How long had they been playing? Since the old man's hair was ginger and his back unbent. Sometimes the dragon won. Sometimes the old man won. Most of the time the old man cheated.
It was the last day of summer. The dragon was savoring the light, the quality of it, filtering through the trees as the sun went down. Soon enough the world would grow colder and the dragon would burrow back to his cavern and the old man would hole up in his hut and wait out the cold and the dark. It occured to the dragon that the old man might not see the end of this winter. It was the way of humans. They came and went, mayfly-like. Until he befriended the then-boy, all those years ago, the dragon never paid them any mind. Now he was dreading coming to miss one of them.
The stake in the game was the skull of the poet Rathanar, greatest of his age. The old man had a different tale each time as to how he acquired it.
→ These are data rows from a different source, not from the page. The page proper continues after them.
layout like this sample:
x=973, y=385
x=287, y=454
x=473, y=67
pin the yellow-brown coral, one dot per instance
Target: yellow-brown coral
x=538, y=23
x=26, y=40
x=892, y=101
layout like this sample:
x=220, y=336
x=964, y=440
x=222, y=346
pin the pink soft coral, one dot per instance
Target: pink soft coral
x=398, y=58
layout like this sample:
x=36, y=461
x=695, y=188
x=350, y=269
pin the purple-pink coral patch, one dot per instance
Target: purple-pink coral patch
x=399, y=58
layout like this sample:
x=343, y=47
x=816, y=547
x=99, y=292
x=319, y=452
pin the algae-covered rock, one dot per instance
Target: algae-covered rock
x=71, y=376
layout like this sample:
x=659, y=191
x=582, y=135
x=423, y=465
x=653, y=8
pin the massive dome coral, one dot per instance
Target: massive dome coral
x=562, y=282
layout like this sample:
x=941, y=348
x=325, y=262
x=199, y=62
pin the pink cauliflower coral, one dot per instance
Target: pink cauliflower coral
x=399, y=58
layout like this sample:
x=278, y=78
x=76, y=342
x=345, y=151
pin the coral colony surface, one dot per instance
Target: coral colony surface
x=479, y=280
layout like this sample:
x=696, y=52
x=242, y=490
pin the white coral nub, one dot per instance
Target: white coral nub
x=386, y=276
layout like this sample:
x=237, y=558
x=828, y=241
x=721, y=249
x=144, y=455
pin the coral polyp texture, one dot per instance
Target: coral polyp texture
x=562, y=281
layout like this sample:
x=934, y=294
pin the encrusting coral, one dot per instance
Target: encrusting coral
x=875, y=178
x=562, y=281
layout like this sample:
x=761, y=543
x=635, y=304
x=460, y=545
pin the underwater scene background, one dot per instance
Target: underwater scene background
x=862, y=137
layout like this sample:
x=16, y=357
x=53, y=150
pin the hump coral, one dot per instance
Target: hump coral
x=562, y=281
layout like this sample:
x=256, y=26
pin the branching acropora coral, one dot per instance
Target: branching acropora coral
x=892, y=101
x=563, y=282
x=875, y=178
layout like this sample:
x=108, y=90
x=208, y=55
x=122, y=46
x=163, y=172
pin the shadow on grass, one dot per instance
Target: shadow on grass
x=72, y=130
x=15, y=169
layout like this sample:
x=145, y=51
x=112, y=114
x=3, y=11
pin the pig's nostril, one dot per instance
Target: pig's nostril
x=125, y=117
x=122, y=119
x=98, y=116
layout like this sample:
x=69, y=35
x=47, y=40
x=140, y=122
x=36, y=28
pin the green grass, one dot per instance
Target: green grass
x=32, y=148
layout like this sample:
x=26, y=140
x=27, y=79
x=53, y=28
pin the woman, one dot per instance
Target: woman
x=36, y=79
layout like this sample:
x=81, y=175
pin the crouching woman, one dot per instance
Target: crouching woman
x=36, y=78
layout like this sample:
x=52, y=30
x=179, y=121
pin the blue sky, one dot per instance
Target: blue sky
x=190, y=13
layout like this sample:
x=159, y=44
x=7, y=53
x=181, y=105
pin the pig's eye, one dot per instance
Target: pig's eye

They each wound through manuvers made familiar by decades of accumulated time. Ticks, tricks, inside and out. The dragon did not expect he would find another partner after the old man passed on. Not even one of his own kind.
The old man's Reanimated Spurling leapt, but too late, as the dragon countered with Song of Falling Leaves, and it clattered into an off-square. Forfeit.
"Drat!" The old man spat. And then, after a moment, "Another game?"
"Certainly," the dragon said. There were still a few hours of daylight left.